In the context of chemo, this isn’t entirely a bad thing.  Weight loss causes all sorts of problems such as loss of lean mass and can further compromise immune function.  My mantra has been to obtain a healthy weight first, then worry about eating healthy food second.  Of course, I’m one of the rare people trying to gain weight, not lose weight.

And now for the happy ending to this post (again, misusing a slang term).  There are signs that chemotherapy is working very well.  All that excruciatingly painful urination I blogged about recently?  Mostly gone.  What pain is left is probably due to the presence of the stent and is entirely tolerable.  My bladder capacity has also increased allowing me to sleep for several hours between bathroom trips, which for prostate cancer patients is a huge deal.

Such signs of progress have greatly lifted my mood.  While my prostate cancer diagnoses have been extremely bad, my responses to treatment have generally been extremely good.  I now have concrete reasons to hope that pattern is repeating again.  Hope may not cure cancer but it certainly improves quality of life.

Hope is why I’ll be cutting back on my sausage intake again, if not immediately then at least in the not too distant future after my weight is stable.  It’s what gets me out and exercising.  These are all things that science is beginning to show helps with cancer survival.

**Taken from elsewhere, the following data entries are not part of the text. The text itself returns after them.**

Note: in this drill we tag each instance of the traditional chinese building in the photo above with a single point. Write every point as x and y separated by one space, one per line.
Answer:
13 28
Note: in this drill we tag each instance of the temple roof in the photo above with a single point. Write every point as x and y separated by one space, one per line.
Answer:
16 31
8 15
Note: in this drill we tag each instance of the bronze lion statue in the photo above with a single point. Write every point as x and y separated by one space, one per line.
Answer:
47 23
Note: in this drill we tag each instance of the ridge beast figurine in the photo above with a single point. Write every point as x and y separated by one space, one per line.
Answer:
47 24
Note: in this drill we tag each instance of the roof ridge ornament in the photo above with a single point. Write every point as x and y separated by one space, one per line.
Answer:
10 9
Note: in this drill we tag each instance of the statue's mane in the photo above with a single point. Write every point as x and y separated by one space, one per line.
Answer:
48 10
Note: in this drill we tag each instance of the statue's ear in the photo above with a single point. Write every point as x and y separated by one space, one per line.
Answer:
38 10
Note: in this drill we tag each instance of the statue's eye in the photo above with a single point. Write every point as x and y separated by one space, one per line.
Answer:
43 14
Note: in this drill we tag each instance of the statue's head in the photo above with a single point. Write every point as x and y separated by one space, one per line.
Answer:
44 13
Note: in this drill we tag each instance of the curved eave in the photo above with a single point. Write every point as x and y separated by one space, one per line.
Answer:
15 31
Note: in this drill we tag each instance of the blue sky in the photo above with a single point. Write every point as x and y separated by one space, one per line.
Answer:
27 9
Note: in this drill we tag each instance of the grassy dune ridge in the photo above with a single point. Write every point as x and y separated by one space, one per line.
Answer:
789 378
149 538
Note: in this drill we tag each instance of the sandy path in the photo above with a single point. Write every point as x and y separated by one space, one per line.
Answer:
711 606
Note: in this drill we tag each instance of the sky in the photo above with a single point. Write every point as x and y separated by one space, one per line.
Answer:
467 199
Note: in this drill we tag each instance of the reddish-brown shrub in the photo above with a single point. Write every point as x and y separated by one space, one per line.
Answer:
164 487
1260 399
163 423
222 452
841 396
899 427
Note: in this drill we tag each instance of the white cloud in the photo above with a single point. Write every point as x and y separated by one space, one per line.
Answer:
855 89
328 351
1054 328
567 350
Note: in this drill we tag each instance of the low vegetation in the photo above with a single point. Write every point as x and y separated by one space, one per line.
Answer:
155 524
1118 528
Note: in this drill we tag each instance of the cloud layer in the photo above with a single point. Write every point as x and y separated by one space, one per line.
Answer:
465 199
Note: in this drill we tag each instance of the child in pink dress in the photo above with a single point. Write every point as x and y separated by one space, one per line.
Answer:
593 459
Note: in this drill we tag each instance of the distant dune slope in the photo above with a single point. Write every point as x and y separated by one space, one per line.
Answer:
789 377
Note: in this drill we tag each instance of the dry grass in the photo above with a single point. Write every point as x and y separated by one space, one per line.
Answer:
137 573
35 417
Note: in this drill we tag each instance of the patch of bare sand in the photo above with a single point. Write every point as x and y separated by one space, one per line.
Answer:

Immunotherapy is another reason to hope.  It frequently doesn’t work well, but when it does it produces spectacular results.  I’m talking to more and more patients who  have been on it for years, have clean scans, and are eventually getting off of all cancer treatment.  We advanced cancer patients are careful never to use the word “cured”, and there will always be lifelong consequences to treatment.  But the thought of no longer being dependent on some obscenely expensive pharmaceutical to merely stay alive is a huge thing to look forward too.

No need to worry about the drug companies, they’ll make a tidy profit off me in the process and the cancer patients that follow me.

Treatment appears to be working, I’m not having any life-threating side effects, and spring is coming.  Things will get worse before they get better as the side effects build with each cycle, but there is hope.  By summertime I should be in the process of getting back to good health, and there is every possibility that I’ll greatly benefit from current and soon to come advances in cancer treatment.  Immunotherapy should help fight all my cancers.  Complete remission from three cancers is still a possibility.  That and signs of progress (and the steroids) are helping lift my mood.

Please remind me of this during the dark days to come this weekend as the side effects consume me.